Pilge Hakan, Ruppert Martin, Bittersohl Bernd, Westhoff Bettina, Krauspe Rüdiger
Department of Orthopedic Surgery, Medical Faculty, Heinrich-Heine University Düsseldorf, Düsseldorf, Germany.
J Pediatr Orthop B. 2018 Jul;27(4):322-325. doi: 10.1097/BPB.0000000000000464.

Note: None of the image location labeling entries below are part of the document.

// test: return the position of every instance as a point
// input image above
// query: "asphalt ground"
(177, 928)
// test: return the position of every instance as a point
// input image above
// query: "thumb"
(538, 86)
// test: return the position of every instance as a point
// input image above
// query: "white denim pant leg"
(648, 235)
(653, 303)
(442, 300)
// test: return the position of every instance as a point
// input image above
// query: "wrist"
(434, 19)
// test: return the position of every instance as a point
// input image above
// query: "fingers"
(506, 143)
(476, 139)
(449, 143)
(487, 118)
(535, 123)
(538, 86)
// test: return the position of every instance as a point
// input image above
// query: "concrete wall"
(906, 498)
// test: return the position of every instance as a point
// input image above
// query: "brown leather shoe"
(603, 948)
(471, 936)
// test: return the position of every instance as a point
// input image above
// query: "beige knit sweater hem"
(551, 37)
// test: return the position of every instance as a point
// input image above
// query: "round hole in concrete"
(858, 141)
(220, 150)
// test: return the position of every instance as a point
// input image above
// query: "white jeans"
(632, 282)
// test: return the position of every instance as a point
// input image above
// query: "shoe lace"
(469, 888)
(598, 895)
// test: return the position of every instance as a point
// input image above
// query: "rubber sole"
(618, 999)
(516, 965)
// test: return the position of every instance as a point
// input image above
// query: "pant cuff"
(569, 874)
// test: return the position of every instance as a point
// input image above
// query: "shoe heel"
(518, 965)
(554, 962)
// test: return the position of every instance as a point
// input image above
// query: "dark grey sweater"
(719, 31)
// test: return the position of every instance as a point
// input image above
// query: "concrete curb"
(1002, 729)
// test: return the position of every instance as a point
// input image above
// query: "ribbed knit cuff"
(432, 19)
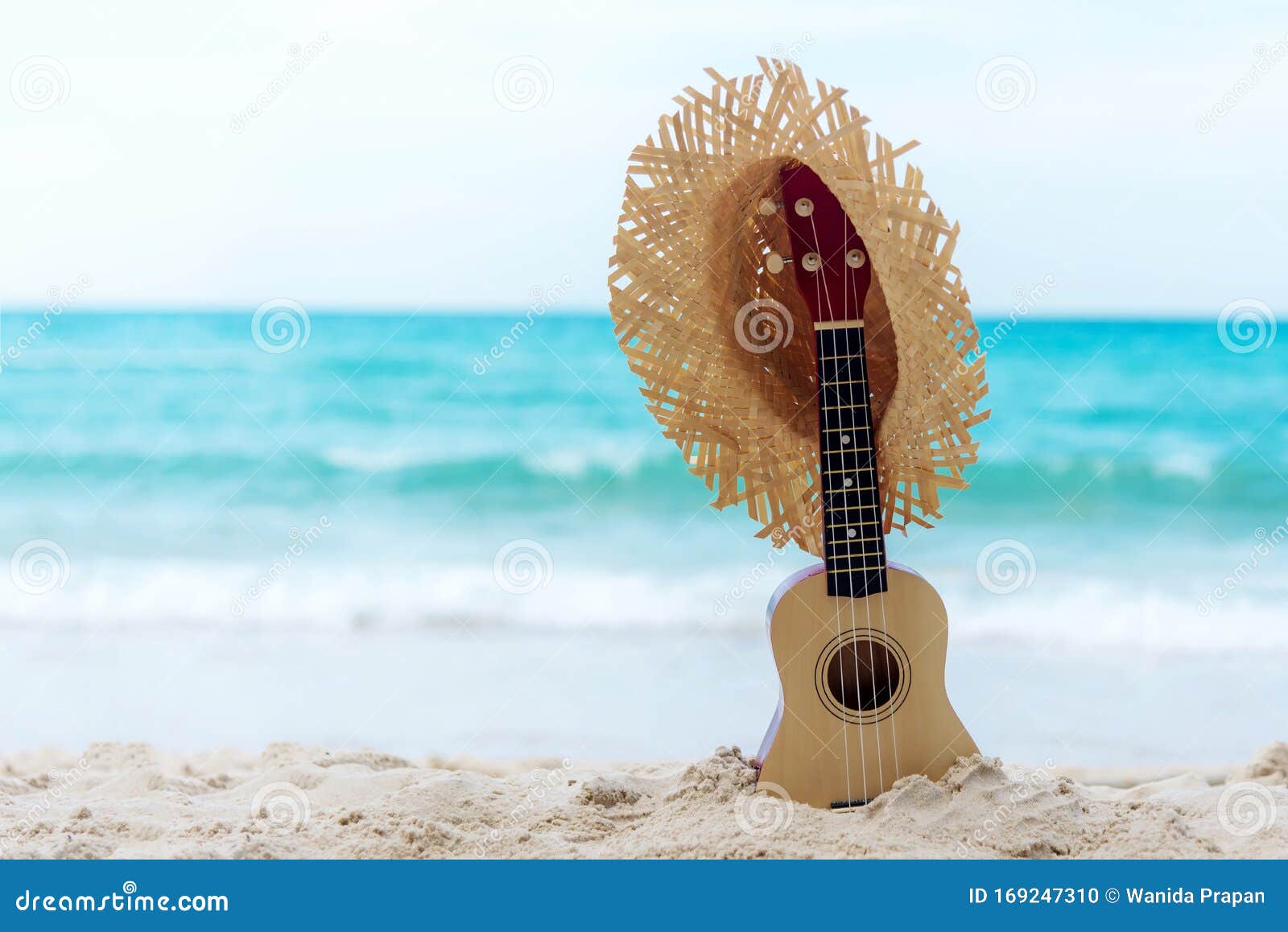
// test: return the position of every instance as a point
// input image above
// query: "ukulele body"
(863, 699)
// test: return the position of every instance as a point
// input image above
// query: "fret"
(856, 565)
(852, 381)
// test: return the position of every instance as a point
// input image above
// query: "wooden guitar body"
(863, 700)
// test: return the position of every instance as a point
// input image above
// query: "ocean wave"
(1101, 612)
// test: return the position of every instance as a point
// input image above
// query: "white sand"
(291, 801)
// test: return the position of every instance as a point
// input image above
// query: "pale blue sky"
(388, 173)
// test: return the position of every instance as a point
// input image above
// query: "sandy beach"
(294, 801)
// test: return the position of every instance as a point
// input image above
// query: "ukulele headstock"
(828, 258)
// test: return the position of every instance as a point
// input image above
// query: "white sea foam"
(1152, 616)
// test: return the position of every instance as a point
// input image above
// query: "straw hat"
(725, 349)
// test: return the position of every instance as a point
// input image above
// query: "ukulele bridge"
(848, 803)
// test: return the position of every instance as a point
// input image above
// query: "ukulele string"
(822, 375)
(867, 605)
(858, 459)
(880, 526)
(821, 286)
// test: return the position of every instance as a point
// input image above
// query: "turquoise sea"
(375, 485)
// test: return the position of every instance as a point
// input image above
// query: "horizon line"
(1101, 315)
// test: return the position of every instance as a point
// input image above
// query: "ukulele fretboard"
(853, 539)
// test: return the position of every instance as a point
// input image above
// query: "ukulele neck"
(853, 538)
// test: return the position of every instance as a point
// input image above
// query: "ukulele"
(860, 642)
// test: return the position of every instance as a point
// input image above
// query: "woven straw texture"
(725, 349)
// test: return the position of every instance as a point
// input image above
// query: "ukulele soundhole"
(863, 676)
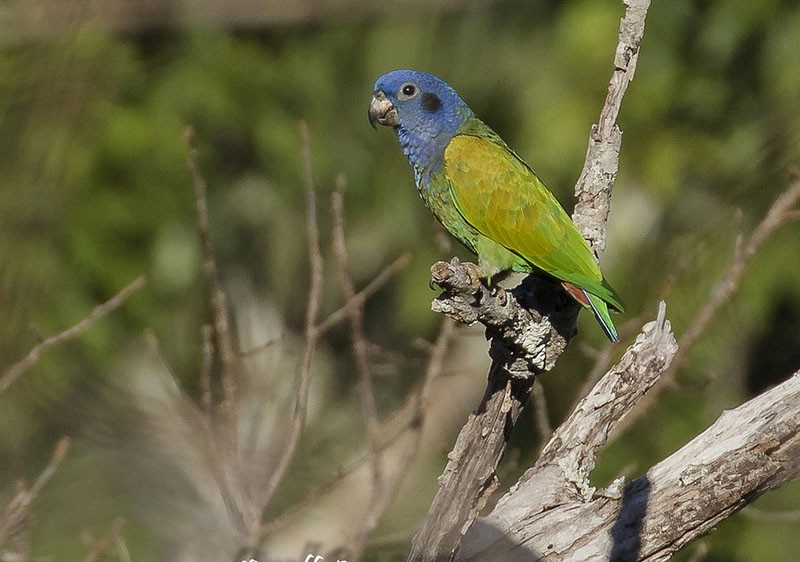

Secondary limb lengthening after intercalary bone resection in pediatric patients is still challenging. After the resection, a free fibula autograft can be used to reconstruct the osseous gap. However, in particular in young pediatric patients, insufficient growth of the epiphyseal plate after transplantation may lead to a significant limb-length discrepancy (LLD). In this case, the autograft was used for limb lengthening. We report on the lengthening of a humerus regenerate after fibula autograft transplantation into a humeral defect in a pediatric/young adolescent patient. Because of LLD, she underwent callus distraction of the humerus regenerate after transplantation of a fibula autograft using a unilateral external fixator device. An 18-year-old female patient with status postintercalary proliferating chondroma resection (at the age of 7 years) required treatment for correction of a 13 cm humerus shortening. She reported no pain, had no functional limitations, and had a full range of motion of the shoulder and elbow joint. She complained about her short humerus and overall body scheme. A unilateral external fixator device for callus distraction was applied to the transplanted humerus regenerate after free fibula autograft transplantation. Bone lengthening was performed by distraction (2×0.5 mm/day). After 62 days and a lengthening of 6 cm in total, bone distraction was stopped mainly to avoid any complication. At this time, there was no limitation in the range of motion. No nerve palsy or other problems occurred at any time of the distraction. In pediatric patients, the transplantation of a fibula autograft is a well-established option to bridge an osseous gap after intercalary bone resection. This case report shows that even the humerus regenerate after fibula autograft transplantation has excellent potential for callotasis and bone remodeling and therefore bone lengthening in patients with LLD is an option even after transplantation of an autograft. This method provides a new therapeutic option for patients with LLD after fibula transplantation.
小儿患者行节段性骨切除术后的二期肢体延长仍然具有挑战性。切除术后,可使用游离腓骨自体移植来重建骨缺损。然而,特别是在年幼的小儿患者中,移植后骨骺板生长不足可能导致明显的肢体长度差异(LLD)。在这种情况下,自体移植用于肢体延长。我们报告了一名小儿/青少年患者在腓骨自体移植到肱骨缺损后肱骨再生体的延长情况。由于LLD,她在腓骨自体移植后使用单侧外固定器对肱骨再生体进行了骨痂牵张。一名18岁女性患者,曾行节段性增殖性软骨瘤切除术(7岁时),需要治疗以纠正13厘米的肱骨短缩。她无疼痛,无功能受限,肩关节和肘关节活动范围正常。她抱怨自己肱骨短及整体身体比例不协调。在游离腓骨自体移植后,对移植的肱骨再生体应用单侧外固定器进行骨痂牵张。通过牵张(2×0.5毫米/天)进行骨延长。62天后,总共延长了6厘米,主要为避免任何并发症而停止骨牵张。此时,活动范围无受限。牵张过程中未出现任何时候的神经麻痹或其他问题。在小儿患者中,腓骨自体移植是节段性骨切除术后桥接骨缺损的一种成熟选择。本病例报告表明,即使在腓骨自体移植后的肱骨再生体也具有良好的骨痂形成和骨重塑潜力,因此对于LLD患者,即使在自体移植后骨延长也是一种选择。该方法为腓骨移植后LLD患者提供了一种新的治疗选择。